The estimated mass of the satellite will be 1,200kg, and its solar array will generate power of 850W. The instrument’s printed-radiator planar phased-array radar will be 4.8m long and 0.7m wide. It will be designed to offer different modes of operation, with different swath widths, and various resolutions of up to a metre.
As satellite prime contractor, Astrium España is responsible for the systems engineering, as well as satellite integration and testing activities, satellite validation, and placing into orbit in a fully operational state.
Among a whole host of other applications, the geo-information services to be provided by the mission will be used to enhance surveillance of Spanish territory and other parts of the globe, control of Spanish borders, operational capability of the Spanish armed forces, evaluation of natural disasters, and risk and crisis management.

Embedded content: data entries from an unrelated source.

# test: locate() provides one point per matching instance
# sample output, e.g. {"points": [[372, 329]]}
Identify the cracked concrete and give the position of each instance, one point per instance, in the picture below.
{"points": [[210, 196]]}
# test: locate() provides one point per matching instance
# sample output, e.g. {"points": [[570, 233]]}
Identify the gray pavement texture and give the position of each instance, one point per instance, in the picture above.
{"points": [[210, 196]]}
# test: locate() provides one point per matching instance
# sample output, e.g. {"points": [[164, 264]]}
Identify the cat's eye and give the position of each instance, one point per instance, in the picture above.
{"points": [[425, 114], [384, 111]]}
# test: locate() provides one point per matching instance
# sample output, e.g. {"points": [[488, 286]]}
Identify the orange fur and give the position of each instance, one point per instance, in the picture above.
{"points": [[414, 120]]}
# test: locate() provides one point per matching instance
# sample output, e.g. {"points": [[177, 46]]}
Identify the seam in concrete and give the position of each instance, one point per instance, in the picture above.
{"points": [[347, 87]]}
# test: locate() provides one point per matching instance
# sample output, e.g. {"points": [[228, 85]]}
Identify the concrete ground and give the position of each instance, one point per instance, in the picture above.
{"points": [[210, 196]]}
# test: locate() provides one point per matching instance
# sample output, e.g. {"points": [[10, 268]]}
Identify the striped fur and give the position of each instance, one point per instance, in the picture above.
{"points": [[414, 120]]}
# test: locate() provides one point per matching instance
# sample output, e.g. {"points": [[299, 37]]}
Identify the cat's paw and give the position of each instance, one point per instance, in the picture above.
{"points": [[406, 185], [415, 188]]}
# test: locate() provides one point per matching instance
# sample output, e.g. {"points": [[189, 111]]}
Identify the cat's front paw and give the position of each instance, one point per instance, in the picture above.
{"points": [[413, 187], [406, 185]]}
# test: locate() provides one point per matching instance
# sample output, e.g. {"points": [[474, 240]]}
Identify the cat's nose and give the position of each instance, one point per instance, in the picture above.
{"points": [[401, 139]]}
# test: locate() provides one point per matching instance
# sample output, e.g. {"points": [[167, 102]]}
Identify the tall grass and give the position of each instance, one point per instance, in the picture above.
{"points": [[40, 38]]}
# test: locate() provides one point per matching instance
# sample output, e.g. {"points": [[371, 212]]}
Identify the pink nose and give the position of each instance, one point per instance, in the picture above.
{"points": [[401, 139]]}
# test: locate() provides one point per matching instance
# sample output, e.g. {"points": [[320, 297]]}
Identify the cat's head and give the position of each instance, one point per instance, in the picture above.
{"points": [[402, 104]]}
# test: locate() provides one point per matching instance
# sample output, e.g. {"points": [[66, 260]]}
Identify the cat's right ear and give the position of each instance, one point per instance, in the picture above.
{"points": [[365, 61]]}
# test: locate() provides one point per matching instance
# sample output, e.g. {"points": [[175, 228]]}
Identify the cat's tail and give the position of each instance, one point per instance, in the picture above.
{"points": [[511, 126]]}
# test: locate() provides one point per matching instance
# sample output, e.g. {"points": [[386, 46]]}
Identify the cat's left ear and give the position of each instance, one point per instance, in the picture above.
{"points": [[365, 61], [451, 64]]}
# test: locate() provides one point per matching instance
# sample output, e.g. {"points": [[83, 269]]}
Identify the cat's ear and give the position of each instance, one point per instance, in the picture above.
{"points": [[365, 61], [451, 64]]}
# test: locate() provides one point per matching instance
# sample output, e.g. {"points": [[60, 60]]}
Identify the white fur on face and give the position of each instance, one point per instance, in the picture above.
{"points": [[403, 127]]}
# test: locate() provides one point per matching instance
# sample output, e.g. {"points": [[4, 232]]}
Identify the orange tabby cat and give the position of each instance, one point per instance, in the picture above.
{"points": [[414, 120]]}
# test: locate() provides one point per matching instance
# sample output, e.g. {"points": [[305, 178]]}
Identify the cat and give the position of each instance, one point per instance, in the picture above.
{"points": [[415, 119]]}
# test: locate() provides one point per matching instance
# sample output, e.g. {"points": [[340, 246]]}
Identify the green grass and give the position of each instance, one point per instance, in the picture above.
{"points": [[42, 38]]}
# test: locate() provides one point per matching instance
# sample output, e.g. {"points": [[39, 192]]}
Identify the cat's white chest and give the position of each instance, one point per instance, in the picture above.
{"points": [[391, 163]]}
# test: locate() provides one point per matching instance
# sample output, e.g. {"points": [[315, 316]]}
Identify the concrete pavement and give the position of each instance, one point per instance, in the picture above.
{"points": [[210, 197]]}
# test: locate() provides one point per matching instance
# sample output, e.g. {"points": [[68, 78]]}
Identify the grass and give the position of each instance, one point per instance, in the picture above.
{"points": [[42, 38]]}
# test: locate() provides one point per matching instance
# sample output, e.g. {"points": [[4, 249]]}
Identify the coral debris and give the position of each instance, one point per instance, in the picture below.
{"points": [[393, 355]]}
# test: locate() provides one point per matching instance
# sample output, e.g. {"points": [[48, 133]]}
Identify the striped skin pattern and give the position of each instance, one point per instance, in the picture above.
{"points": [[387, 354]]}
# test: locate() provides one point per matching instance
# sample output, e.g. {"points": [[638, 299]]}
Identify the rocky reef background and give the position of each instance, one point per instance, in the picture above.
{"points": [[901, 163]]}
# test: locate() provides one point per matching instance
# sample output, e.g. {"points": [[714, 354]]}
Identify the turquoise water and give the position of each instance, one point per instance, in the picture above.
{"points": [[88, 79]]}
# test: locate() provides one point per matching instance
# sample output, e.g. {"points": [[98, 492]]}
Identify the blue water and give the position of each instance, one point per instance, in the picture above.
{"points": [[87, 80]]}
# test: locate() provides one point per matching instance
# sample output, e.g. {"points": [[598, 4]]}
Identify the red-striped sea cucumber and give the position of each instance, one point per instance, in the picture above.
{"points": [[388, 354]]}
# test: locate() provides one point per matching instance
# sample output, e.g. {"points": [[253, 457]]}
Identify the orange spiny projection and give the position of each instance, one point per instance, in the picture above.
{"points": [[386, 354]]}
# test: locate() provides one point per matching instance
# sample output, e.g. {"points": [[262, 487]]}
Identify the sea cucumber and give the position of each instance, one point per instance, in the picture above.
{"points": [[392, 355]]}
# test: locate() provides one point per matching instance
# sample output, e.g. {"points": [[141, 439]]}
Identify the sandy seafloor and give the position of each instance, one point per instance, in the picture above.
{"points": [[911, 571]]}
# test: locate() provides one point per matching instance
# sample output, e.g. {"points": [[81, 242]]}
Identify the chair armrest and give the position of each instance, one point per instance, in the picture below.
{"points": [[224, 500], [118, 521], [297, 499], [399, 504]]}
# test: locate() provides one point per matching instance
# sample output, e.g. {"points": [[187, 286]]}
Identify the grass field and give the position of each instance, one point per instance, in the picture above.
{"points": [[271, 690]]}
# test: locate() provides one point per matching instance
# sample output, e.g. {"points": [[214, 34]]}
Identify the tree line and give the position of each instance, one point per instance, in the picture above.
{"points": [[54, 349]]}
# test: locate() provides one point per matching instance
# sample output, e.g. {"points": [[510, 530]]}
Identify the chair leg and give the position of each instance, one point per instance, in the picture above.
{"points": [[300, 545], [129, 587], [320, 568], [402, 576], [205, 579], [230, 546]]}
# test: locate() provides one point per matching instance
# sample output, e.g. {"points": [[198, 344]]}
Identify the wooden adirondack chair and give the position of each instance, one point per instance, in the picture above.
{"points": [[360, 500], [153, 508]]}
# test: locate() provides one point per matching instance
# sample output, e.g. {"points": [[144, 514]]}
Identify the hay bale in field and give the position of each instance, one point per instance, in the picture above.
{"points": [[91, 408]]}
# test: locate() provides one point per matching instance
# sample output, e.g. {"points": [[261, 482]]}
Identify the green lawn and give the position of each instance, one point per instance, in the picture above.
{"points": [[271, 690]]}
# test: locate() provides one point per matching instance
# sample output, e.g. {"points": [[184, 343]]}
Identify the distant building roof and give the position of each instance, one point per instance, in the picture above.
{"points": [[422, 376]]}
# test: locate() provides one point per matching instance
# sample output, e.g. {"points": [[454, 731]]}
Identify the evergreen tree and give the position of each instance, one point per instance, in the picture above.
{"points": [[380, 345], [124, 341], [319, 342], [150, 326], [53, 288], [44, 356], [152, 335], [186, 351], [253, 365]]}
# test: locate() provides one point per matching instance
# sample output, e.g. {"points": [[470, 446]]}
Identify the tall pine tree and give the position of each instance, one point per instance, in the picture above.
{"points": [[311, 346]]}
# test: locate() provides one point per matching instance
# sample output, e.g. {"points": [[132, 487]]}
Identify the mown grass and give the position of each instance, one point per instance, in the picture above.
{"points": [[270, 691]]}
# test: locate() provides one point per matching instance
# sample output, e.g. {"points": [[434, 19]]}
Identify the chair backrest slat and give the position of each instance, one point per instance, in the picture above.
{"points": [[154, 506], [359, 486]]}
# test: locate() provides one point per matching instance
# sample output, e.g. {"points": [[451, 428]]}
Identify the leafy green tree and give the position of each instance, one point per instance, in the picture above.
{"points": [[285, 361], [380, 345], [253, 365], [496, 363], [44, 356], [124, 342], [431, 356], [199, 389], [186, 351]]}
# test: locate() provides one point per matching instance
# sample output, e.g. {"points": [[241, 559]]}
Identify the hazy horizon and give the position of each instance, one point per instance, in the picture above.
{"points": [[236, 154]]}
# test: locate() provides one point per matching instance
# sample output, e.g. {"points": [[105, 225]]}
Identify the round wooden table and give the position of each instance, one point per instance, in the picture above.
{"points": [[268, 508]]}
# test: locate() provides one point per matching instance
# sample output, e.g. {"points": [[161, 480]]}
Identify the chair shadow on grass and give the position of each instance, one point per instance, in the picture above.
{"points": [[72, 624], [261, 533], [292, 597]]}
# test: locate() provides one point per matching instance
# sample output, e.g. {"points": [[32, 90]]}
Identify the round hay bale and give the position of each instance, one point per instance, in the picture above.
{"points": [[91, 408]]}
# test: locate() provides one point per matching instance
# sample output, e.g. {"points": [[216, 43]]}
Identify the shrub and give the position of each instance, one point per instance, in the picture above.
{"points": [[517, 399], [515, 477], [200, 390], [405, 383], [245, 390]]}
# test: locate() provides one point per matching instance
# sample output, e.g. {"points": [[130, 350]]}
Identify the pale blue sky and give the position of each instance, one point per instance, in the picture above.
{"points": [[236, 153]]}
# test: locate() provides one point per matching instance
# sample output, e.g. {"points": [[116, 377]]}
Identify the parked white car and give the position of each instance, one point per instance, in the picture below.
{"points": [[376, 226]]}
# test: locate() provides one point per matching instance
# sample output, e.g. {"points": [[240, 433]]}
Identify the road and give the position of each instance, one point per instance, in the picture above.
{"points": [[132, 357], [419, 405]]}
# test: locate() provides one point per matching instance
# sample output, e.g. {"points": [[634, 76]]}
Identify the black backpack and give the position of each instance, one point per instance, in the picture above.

Launch of the satellite is scheduled for 2012. Paz will then circle the Earth 15 times a day in a sun-synchronous polar orbit, at an altitude of 505km. From this position, the satellite will be able to supply an average of 200 images a day, and to cover an area of around 300,000km2.
It has been indicated that the satellite will also be used, for example, in the fight against piracy in the waters off Somalia – where a Spanish fishing boat was hijacked last summer – or for the monitoring and control of the illegal traffic of immigrants in Spanish waters. The operator Hisdesat has also stated that the satellite will provide services to Spanish embassies, the Ministry of the Interior, the ocean research vessel Hespérides, and to various other countries such as the United States, Mexico, Belgium and Denmark.
An investment for the future
The other satellite in the Spanish National Earth Observation Programme is Ingenio, financed by the Spanish Ministry of Industry, for which Astrium España is also the prime contractor. This second satellite will have an optical instrument and will mainly serve a civil purpose. The Spanish National Earth Observation Programme will help to improve the natural resource management, the fight against climate change, infrastructure planning, and control and monitoring of natural disasters such as forest fires. The programme will give Spain a fully independent operational satellite observation capability.
This programme consolidates Astrium España’s predominance as the Spanish satellite prime contractor. “We have come a long way,” said Astrium España’s CEO Pedro Méndez, “since we began development of the Minisat-01 satellite in 1995, through our more recent first-rate performance building the instrument for the SMOS (Soil Moisture and Ocean Salinity) mission, to get to where we are now: recognised as the premier Spanish company for complete systems activities.”
The Spanish National Earth Observation Programme will provide returns for Spanish industry worth €70 million, allowing many of the Spanish companies involved in the programme to acquire new capabilities that will make them more competitive on the global space market. The programme will create 1,000 highly skilled jobs.
From 2012, the two satellites together will provide high-resolution imaging coverage of any point on the Earth every 24 hours. Spain will become the first European country to have a dual-use (optical and radar) observation system serving both civil and military purposes.